データが示す景気減速の足音:インフレと関税が株価のラリーを終わらせる日


市場は、株価が上昇トレンドにあるか下落トレンドにあるかによって、日々のニュースを楽観的、あるいは悲観的に解釈する傾向があります。言い換えれば、投資家が長期間にわたって利益を上げ続け、市場心理(センチメント)が高揚しているときは、物事をバラ色の眼鏡で見るようになるのです。私は、今がまさにその状態にあると考えています。同様に、株価が長期にわたって下落し、センチメントが極度に悪化しているときは、どのような経済指標を見ても明るい兆しを見出すことは困難になります。3ヶ月前は、そのような状況でした。このため、市場参加者の大多数は「転換点(インフレクション・ポイント)」を見極めるのが非常に難しいのですが、私にはその一つが見え始めています。

(出所:Edward Jones)
4月初旬の解放記念日に発表された「報復」関税の衝撃は、投資家心理を打ち砕き、株価を急落させました。

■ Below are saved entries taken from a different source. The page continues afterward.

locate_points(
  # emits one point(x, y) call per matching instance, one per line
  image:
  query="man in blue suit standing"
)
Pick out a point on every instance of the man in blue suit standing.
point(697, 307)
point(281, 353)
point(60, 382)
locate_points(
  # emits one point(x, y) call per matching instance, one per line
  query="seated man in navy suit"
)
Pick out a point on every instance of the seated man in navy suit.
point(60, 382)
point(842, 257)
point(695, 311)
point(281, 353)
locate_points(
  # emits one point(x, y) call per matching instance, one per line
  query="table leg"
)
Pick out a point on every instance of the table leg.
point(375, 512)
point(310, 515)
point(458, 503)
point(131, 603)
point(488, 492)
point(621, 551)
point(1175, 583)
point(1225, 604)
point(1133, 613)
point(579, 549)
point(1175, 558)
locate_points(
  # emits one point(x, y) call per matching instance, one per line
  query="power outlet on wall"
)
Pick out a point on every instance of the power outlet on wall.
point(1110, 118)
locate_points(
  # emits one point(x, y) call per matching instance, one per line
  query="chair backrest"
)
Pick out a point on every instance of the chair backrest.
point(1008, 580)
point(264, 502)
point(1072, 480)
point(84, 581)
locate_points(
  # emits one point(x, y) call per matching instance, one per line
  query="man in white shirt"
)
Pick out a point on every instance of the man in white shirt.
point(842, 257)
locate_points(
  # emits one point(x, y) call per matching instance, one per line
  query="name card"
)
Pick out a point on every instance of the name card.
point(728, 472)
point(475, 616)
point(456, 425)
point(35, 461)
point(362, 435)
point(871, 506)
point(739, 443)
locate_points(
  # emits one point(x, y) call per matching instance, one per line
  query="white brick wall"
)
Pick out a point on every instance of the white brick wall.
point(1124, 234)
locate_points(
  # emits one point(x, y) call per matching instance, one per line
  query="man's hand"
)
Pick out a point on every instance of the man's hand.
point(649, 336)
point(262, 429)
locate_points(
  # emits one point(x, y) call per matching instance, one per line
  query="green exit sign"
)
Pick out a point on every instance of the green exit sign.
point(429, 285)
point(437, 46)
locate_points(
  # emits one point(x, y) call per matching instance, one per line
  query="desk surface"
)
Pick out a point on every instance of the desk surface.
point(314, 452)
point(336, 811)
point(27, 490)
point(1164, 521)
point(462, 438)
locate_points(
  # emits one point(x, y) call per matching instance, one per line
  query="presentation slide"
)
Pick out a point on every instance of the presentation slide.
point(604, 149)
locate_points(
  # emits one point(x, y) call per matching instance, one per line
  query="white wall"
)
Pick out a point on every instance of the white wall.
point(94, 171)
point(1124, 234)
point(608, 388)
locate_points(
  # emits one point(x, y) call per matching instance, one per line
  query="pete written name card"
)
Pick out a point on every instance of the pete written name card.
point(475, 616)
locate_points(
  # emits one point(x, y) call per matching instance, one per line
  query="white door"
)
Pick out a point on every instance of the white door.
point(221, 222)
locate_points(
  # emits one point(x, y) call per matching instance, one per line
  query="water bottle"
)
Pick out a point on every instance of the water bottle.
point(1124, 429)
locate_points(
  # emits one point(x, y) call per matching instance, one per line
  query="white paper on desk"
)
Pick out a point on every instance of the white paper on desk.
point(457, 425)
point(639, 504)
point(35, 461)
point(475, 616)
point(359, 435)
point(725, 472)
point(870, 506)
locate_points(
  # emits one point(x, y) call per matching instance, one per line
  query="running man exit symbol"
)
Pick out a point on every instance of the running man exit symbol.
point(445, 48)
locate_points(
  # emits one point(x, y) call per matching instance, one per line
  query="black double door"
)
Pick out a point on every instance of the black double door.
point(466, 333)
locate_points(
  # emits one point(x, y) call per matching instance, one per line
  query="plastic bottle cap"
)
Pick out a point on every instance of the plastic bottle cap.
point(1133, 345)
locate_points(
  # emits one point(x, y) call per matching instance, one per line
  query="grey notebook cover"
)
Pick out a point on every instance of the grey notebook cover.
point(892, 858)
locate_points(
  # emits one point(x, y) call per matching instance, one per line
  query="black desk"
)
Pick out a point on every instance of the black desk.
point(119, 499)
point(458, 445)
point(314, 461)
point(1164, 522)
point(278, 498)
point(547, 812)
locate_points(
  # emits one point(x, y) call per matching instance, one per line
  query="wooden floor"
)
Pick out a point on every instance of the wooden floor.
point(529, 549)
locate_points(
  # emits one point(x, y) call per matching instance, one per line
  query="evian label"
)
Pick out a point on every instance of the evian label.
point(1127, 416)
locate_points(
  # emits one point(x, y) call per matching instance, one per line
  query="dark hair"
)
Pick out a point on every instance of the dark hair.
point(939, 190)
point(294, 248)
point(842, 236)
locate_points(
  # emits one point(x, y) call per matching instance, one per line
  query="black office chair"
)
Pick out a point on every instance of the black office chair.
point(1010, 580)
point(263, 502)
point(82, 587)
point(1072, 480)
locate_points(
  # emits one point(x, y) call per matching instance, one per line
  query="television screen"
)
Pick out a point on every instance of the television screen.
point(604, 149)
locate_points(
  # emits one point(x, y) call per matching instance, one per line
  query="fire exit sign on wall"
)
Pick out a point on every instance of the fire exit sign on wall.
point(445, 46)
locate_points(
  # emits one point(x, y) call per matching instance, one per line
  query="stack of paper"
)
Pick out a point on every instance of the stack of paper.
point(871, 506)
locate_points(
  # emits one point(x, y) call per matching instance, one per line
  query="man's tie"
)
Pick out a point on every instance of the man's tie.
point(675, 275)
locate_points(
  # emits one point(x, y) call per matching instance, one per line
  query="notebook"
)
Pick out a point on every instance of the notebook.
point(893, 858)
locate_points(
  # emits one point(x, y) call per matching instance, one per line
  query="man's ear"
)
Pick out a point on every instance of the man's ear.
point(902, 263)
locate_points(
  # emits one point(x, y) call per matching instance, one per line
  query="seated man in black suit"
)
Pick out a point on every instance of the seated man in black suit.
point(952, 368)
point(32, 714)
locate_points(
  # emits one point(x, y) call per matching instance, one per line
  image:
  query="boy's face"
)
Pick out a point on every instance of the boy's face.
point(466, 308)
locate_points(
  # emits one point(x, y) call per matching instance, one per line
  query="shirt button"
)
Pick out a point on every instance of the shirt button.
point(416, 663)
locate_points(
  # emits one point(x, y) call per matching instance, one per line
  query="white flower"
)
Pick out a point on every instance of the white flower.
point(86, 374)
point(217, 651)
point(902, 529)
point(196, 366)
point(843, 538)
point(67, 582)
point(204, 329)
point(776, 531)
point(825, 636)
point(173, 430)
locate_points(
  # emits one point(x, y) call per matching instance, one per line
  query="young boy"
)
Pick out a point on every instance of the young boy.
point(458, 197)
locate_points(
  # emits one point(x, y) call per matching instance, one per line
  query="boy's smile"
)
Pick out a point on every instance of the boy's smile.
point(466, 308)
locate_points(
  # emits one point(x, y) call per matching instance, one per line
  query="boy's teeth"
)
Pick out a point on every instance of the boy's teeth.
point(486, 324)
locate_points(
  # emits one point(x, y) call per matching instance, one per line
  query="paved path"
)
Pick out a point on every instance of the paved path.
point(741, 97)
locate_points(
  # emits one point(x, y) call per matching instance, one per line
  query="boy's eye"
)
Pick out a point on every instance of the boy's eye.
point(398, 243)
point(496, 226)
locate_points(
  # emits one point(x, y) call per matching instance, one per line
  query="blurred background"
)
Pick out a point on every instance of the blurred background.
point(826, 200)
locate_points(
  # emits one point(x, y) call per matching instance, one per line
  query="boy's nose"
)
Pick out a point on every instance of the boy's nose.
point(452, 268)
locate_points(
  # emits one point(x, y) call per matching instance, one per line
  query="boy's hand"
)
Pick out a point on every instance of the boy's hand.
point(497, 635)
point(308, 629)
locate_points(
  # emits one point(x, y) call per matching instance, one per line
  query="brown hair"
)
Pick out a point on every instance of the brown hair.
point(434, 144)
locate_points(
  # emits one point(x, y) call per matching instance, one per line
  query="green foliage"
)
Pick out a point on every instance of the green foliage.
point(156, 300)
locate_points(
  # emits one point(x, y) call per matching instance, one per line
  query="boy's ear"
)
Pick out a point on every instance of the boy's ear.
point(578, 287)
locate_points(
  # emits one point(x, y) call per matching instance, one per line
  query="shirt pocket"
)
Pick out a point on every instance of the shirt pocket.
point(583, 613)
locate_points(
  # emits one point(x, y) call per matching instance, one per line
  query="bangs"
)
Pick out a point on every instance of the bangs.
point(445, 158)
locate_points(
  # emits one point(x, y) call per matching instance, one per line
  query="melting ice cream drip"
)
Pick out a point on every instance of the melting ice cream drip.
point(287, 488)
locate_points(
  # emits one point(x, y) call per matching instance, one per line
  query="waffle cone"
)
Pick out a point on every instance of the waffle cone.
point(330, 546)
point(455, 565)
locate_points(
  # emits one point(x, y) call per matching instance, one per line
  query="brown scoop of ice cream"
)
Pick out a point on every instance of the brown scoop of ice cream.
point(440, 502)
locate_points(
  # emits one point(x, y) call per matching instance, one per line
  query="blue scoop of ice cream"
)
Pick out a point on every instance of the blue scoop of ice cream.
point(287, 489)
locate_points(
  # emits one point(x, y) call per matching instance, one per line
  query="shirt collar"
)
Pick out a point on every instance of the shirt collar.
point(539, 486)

しかし、その後90日間の猶予期間を経て、政策の無数の延期や修正が繰り返された結果、投資家は疲れ果て、今や complacent(自己満足、現状に満足して油断している状態)と言えるほど無感覚になってしまったと私は考えています。さらに、ほとんどの投資家は、トランプ大統領がその過酷な脅しを実行に移すことは決してないだろうと確信しているようです。また、経済成長は安定し、インフレも比較的抑制されているため、現在課されている関税が経済に重大な悪影響を与えているとは感じていません。そのため、たとえ消費や物価にごく初期のストレスの兆候が見られるとしても、関税が経済を傷つけることはないだろうという想定が広がっているのです。しかし、ここからが私の指摘する転換点です。

(出所:Edward Jones)
先週、S&P 500指数(米国の代表的な株価指数で、市場全体の動向を示す指標とされる)が史上最高値を更新しましたが、これは今年後半の経済活動の回復を前提としています。そうでなければ、第3四半期と第4四半期に利益成長率が加速し、2026年にはさらに大幅な成長を遂げるという市場コンセンサスの期待に応えることはできません。